An amount of land equivalent to the Isle of Wight has been added to the shorelines of 13,000 islands around the world in just the last 20 years. This fascinating fact of a 369.67 square kilometre increase has recently been discovered by a group of Chinese scientists analysing both surface and satellite records. Overall, land was lost during the 1990s, but the scientists found that in the study period of three decades to 2020 there was a net increase of 157.21 km2. The study observed considerable natural variation in both erosion and accretion. Of course, the findings blow holes in the poster scare run by alarmists suggesting that rising sea levels caused by humans using hydrocarbons will condemn many islands to disappear shortly beneath rising sea levels.
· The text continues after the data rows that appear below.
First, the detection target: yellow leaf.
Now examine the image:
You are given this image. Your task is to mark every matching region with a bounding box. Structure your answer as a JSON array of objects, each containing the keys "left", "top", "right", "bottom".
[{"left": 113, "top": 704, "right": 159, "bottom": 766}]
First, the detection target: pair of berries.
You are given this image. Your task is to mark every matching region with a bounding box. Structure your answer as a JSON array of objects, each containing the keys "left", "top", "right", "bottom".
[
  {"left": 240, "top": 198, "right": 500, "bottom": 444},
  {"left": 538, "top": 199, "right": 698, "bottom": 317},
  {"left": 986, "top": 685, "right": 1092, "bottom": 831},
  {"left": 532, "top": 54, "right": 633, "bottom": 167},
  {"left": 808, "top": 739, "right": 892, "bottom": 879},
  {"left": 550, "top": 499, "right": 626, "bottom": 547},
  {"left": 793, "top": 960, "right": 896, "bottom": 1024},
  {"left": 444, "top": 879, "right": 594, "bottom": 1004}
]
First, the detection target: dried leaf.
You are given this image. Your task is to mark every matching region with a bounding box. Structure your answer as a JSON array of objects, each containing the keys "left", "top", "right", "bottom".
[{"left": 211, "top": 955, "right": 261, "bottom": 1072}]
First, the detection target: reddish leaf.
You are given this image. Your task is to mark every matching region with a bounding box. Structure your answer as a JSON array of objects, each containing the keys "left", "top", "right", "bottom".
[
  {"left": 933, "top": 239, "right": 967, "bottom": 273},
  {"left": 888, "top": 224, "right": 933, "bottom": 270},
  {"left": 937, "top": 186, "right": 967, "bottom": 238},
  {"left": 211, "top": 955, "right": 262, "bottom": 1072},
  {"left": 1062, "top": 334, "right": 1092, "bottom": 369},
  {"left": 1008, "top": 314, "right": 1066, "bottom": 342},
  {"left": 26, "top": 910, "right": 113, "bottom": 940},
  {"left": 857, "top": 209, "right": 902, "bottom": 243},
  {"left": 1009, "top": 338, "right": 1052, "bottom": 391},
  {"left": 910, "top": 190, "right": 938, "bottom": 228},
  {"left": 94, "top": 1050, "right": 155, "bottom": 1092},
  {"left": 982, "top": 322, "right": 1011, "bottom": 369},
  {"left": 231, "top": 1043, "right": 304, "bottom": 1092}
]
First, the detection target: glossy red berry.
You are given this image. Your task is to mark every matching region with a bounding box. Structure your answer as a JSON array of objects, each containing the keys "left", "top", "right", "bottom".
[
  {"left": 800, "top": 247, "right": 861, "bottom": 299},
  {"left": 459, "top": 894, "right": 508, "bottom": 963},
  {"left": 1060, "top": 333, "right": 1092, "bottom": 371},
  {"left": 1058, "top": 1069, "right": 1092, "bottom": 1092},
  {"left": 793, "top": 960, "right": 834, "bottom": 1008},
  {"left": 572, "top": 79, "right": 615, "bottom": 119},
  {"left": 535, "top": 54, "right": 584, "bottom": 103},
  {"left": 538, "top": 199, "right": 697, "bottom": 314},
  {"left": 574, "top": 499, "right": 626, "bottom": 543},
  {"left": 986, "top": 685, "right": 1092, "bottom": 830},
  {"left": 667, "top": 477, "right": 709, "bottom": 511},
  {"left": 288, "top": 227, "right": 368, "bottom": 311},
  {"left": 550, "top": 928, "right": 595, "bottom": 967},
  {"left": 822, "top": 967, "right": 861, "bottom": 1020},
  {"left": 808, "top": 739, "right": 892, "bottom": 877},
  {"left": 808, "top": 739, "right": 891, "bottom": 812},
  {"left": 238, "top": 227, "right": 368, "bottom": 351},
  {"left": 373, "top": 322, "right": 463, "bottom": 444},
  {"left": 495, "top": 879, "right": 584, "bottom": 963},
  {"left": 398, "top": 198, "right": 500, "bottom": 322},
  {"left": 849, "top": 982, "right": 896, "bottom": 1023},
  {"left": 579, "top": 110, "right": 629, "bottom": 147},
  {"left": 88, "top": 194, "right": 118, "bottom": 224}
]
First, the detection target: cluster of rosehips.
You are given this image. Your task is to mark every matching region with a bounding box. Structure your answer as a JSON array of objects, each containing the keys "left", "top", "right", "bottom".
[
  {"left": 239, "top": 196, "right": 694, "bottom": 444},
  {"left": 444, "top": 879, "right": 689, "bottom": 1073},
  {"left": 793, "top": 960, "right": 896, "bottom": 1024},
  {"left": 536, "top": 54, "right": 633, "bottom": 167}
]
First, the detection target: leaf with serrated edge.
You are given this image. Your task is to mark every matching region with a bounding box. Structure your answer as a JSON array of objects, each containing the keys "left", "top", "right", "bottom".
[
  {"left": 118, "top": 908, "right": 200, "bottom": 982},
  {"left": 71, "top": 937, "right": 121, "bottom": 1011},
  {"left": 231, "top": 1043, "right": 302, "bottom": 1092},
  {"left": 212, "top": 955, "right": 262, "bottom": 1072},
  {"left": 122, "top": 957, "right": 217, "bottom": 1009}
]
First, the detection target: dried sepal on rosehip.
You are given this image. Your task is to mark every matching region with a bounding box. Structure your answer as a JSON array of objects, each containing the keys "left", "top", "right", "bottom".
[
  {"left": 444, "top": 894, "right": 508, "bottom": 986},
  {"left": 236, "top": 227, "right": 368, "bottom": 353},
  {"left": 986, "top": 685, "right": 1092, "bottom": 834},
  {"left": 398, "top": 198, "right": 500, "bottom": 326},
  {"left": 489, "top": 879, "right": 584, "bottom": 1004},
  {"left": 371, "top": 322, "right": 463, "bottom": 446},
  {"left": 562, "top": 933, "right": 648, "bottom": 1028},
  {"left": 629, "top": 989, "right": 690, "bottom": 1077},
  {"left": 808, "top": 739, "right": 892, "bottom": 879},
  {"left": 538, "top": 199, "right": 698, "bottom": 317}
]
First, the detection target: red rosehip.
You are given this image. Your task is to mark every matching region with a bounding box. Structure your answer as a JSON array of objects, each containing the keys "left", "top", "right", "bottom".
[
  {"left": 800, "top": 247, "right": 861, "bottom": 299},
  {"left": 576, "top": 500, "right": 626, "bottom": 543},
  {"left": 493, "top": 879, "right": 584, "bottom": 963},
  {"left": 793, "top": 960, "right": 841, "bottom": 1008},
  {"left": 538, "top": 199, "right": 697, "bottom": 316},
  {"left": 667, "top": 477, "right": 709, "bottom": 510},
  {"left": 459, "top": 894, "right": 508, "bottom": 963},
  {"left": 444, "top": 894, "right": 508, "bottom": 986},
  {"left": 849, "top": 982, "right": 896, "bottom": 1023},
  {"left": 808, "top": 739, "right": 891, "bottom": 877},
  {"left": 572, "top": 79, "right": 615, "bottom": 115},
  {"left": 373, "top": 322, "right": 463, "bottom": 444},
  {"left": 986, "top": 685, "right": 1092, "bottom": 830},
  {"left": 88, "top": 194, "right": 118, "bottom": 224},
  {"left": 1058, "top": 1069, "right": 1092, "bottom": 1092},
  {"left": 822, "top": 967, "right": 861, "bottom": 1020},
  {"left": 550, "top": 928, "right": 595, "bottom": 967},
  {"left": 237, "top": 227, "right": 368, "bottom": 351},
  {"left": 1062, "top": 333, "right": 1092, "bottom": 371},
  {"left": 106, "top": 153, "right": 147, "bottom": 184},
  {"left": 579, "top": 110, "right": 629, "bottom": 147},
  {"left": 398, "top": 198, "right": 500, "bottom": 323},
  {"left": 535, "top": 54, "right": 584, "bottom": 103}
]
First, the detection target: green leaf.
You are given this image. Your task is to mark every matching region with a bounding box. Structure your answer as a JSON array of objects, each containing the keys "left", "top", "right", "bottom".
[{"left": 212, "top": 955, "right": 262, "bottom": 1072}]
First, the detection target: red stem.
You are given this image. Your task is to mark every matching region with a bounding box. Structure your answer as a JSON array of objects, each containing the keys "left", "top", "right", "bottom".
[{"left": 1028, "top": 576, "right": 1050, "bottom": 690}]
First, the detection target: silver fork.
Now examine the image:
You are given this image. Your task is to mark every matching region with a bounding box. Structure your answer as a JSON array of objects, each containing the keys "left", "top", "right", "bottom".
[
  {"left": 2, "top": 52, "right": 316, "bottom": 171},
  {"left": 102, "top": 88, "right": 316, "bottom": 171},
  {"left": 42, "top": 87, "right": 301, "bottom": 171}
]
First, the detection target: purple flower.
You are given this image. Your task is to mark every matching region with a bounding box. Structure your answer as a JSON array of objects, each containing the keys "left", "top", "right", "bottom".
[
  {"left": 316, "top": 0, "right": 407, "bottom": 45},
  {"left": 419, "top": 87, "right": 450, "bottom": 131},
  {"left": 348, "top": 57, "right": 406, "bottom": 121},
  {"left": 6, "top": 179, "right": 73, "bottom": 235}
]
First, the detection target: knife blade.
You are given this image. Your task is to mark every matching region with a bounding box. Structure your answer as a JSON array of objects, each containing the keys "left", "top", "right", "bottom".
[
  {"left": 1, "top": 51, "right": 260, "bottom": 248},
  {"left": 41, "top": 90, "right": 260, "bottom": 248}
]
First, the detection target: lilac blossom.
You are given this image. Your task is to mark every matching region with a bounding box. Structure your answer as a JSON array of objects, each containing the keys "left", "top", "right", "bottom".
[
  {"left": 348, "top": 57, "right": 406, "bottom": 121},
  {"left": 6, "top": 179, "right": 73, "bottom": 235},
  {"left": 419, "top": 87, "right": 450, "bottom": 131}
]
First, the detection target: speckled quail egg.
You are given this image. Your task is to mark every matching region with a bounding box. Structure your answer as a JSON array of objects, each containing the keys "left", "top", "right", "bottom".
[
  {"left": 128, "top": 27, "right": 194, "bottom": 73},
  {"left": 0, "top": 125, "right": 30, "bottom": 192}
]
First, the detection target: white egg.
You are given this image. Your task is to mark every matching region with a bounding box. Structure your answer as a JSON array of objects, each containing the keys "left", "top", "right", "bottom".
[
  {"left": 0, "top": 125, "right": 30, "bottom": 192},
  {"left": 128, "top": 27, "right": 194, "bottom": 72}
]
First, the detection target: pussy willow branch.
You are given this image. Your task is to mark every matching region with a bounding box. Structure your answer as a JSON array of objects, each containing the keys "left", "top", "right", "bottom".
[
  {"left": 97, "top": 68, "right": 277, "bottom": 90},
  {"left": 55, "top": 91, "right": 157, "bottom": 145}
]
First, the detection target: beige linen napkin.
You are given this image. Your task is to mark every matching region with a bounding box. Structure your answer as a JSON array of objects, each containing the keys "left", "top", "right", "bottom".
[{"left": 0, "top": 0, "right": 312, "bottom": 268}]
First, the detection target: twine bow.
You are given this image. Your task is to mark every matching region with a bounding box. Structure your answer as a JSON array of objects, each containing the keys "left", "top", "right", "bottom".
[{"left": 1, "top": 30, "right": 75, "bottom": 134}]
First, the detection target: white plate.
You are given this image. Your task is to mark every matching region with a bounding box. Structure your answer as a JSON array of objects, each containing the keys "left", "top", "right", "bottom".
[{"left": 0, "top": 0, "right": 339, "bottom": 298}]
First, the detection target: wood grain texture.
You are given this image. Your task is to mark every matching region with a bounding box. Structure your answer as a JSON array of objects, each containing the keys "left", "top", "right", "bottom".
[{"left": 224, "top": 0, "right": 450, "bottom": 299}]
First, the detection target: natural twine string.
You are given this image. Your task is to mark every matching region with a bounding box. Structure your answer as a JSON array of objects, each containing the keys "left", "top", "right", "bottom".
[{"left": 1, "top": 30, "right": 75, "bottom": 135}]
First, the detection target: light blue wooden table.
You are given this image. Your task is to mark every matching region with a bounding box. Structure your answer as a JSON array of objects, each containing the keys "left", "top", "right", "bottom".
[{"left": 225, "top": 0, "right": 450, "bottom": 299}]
By means of such flimsy scare tactics, as we have seen in many other cases, desperate attempts are made to terrify global populations to accept the insanity of the Net Zero collectivisation.
The scientists said their data suggested that sea-level rise has not been a widespread cause of erosion for island shorelines in the studied regions.
“Presently, it is considered one of the contributing factors to shoreline erosion but not the predominant one,” they explained.
Needless to say, none of this will detain the attention of climate hysterics in both mainstream media and politics.
The Guardian was in fine form last June stating that rising oceans will extinguish more than land.
“It will kill entire languages,” it added, noting the effect on Pacific islands such as Tuvalu. Those areas of the Earth that were most hospitable to people and languages are now becoming the “least hospitable”.
Silly emotional Guardianista guff of course, but happily it does not seem to apply to Tuvalu.
A recent study found that the 101 islands of Tuvalu had grown in land mass by 2.9%.